Graphics industry people will think in terms of points, or ems, which are even more complex to
handle than points, because the sizes corresponding to pixels are not intuitive. It is probably
better to learn sizes in percentages—roughly six percentage points per pixel. The only trickiness
is in the smaller sizes; larger than 100% it becomes less critical.
Gecko limits the minimum size of type to x-small except under Mac OS X.

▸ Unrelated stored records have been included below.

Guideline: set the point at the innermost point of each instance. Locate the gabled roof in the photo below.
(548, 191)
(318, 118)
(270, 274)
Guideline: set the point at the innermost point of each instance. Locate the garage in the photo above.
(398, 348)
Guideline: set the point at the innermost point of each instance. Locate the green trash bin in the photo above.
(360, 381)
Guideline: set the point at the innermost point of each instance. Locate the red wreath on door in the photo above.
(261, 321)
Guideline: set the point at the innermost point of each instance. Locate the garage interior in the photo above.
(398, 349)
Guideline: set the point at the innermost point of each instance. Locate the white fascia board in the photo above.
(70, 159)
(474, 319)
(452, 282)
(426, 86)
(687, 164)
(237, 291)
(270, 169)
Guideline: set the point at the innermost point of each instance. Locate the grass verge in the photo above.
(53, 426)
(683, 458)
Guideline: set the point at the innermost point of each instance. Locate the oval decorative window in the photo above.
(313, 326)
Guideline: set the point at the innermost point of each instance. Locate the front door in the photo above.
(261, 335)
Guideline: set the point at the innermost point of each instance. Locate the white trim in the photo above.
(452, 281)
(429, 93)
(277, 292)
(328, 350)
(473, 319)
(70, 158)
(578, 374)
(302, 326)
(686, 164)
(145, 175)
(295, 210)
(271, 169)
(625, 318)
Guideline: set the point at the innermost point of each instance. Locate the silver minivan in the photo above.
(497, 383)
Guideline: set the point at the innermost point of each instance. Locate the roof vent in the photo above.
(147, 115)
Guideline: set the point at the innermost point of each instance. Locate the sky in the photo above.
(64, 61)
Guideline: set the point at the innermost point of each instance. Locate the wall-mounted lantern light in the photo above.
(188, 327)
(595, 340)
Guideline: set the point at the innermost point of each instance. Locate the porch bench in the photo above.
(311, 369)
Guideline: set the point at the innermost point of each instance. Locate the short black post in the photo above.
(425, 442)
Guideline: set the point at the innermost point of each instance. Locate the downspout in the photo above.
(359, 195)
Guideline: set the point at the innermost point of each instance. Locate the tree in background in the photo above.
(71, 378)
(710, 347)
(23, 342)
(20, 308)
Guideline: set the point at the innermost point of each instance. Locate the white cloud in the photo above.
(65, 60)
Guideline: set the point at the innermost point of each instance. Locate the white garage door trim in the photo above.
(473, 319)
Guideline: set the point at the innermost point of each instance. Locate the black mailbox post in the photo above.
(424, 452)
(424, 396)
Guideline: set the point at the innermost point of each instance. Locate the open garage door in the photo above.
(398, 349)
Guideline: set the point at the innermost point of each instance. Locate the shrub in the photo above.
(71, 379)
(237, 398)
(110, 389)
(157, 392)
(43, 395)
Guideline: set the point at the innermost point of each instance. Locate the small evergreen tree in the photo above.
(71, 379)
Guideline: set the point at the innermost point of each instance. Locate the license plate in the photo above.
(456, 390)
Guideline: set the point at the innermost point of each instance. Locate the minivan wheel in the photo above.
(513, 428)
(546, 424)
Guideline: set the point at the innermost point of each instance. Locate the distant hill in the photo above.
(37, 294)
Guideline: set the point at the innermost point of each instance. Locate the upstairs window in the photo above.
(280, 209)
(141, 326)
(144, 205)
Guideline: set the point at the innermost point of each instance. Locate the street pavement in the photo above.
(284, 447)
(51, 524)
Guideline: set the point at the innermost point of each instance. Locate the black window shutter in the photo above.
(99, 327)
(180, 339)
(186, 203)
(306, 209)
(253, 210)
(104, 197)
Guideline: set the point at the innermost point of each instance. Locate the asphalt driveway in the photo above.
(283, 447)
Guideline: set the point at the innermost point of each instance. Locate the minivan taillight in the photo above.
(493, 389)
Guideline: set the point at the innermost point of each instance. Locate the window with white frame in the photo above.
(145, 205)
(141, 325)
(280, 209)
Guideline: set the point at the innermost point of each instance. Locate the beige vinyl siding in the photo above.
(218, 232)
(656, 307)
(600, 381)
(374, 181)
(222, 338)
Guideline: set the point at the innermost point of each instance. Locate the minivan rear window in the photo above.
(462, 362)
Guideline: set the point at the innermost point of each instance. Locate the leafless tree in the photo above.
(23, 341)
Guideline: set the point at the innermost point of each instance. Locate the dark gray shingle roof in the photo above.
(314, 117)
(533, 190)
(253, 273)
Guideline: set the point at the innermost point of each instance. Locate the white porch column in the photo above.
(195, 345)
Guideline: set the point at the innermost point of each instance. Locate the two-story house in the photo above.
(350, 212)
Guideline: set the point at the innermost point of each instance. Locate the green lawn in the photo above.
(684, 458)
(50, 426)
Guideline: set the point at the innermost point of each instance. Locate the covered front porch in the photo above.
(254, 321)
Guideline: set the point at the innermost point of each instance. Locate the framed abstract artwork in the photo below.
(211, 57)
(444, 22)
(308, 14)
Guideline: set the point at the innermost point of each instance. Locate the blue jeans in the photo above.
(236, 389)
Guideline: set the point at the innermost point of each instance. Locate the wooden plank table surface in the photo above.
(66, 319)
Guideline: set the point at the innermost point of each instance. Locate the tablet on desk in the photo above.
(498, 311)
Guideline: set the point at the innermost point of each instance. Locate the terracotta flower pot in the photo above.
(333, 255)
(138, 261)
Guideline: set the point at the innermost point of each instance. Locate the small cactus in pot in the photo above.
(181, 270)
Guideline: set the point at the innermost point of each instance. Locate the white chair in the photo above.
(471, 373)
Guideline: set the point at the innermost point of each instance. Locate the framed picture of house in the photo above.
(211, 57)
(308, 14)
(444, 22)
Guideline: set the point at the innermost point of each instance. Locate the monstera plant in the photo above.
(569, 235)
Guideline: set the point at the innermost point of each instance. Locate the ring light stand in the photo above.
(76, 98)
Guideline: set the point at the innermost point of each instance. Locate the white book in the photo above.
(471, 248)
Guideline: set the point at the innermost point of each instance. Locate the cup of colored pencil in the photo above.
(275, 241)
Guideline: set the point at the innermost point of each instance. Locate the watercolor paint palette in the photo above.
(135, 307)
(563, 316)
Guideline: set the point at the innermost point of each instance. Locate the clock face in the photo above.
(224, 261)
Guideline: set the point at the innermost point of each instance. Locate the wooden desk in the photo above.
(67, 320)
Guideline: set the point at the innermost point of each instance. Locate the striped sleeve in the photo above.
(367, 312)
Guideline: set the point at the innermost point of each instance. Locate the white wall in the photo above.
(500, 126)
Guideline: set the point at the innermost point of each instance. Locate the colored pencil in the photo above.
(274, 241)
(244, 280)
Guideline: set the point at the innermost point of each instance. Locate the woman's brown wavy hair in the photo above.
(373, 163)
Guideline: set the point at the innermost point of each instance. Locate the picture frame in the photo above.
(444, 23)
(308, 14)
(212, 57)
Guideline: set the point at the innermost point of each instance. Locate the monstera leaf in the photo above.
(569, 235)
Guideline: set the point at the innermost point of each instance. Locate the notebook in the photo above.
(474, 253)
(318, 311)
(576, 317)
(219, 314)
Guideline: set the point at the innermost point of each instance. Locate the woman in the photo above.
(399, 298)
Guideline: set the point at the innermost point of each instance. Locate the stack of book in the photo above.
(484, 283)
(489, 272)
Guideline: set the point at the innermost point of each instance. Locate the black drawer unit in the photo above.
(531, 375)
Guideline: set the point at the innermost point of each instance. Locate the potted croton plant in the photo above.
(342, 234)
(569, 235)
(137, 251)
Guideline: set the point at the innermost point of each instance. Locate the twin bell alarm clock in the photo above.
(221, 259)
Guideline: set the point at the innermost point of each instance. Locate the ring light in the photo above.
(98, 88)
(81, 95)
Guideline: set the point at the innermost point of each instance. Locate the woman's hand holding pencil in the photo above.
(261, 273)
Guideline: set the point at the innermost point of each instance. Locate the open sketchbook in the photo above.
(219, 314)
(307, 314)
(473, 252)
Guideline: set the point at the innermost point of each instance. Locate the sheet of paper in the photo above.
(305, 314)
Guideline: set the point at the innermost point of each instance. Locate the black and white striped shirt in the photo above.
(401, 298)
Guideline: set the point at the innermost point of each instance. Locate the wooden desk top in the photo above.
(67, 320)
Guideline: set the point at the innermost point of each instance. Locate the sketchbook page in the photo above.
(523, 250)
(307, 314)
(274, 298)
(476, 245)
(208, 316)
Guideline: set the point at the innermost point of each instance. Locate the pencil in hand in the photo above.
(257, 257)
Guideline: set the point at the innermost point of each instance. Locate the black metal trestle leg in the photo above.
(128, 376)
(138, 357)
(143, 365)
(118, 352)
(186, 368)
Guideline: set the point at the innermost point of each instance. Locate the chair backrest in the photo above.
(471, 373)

Opera has its own quirks, where xx-small and x-small are the same size and several sizes, 56%,
62%, 68%, 106%, 112%, and 118%, are smaller than with MSIE and Gecko. Opera is apparently truncating
instead of rounding the conversion of percentages to pixels. That means that the correct percentages
to use for these sizes are 57%, 63%, 69%, 107%, 113%, and 119% in order to keep sizes consistent
across browsers. Opera rounds ems, as do MSIE and Gecko under Windows. MSIE under OS X (does anyone
use it any more?) is similar to Opera, but with some added quirks I haven't taken the time
to analyze.
Safari apparently can't do arithetic, since it thinks that 50% of 16 pixels is 9 pixels
and therefore equivalent to 56% and 57%.
The sizes of 17px/13pt/106%/107% may look a little strange in Verdana because they're on the
transition between a single pixel to a multiple pixel representation of the line weight of
the characters, at least in some browsers. Other typefaces may have similar issues;
that's part of the cost of working in a digital, rather than analogue, world.
I prefer an Alternate Scalable technique. It does not display
the above quirks except that xx-small and x-small are still the same size in Opera.